980 kg * V_cary + 1500 kg * V_trucky = 0

Plugging in the values:

980 kg * 0 + 1500 kg * V_trucky = 0

Simplifying this equation gives:

1500 kg * V_trucky = 0

From this equation, we can see that V_trucky = 0.

Therefore, the initial speed of the truck is 0 m/s (since it is stationary) and the final speed of the wreckage is equal to the magnitude of V_wreckagex.

To solve this problem, we need to use principles of conservation of momentum and analyze the collision using vector components.

Let's break down the information given:

Car mass (m1) = 980 kg
Car speed (v1) = 18.9 m/s (Eastward)
Pickup truck mass (m2) = 1500 kg

We need to determine the initial speed of the truck (v2) and the final speed of the wreckage (vf).

Now, let's approach this problem using the principle of conservation of momentum. According to this principle, the total momentum before the collision should be equal to the total momentum after the collision.

Before the collision:
Total momentum = m1 * v1 (momentum of the car) + m2 * v2 (momentum of the truck)

After the collision:
Total momentum = (m1 + m2) * vf (momentum of the wreckage)

Now, let's calculate the momentum before and after the collision using vector components.

Before the collision:
The momentum of the car (m1 * v1) is directed only in the East direction, while the momentum of the truck (m2 * v2) is directed only in the North direction.

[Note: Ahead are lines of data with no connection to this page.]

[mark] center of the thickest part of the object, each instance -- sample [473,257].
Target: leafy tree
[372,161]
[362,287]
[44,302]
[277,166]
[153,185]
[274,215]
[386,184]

m1 * v1 = (980 kg) * (18.9 m/s) (East)
m2 * v2 = (1500 kg) * v2 (North)

After the collision, the wreckage moves off in a direction 40.0° above the x-axis. We can represent vf as vx and vy (horizontal and vertical components).

vf = vx + vy

Now we can set up equations to solve for v2 and vf.

In the x-direction:
m1 * v1 = (m1 + m2) * vx

In the y-direction:
0 = (m1 + m2) * vy

Now we can solve for v2 and vf using the given information.

Step 1: Solve for v2
From the x-direction equation:
m1 * v1 = (m1 + m2) * vx
(980 kg) * (18.9 m/s) = (980 kg + 1500 kg) * vx
18612 kg*m/s = 2480 kg * vx
vx = 18612 kg*m/s / 2480 kg
vx ≈ 7.50 m/s

Step 2: Solve for vy
From the y-direction equation:
0 = (m1 + m2) * vy
0 = (980 kg + 1500 kg) * vy
0 = 2480 kg * vy
vy = 0 m/s

Step 3: Solve for vf
Using vf = vx + vy:
vf = 7.50 m/s + 0 m/s
vf = 7.50 m/s

Therefore, the initial speed of the truck (v2) is approximately 7.50 m/s, and the final speed of the wreckage (vf) after the collision is approximately 7.50 m/s.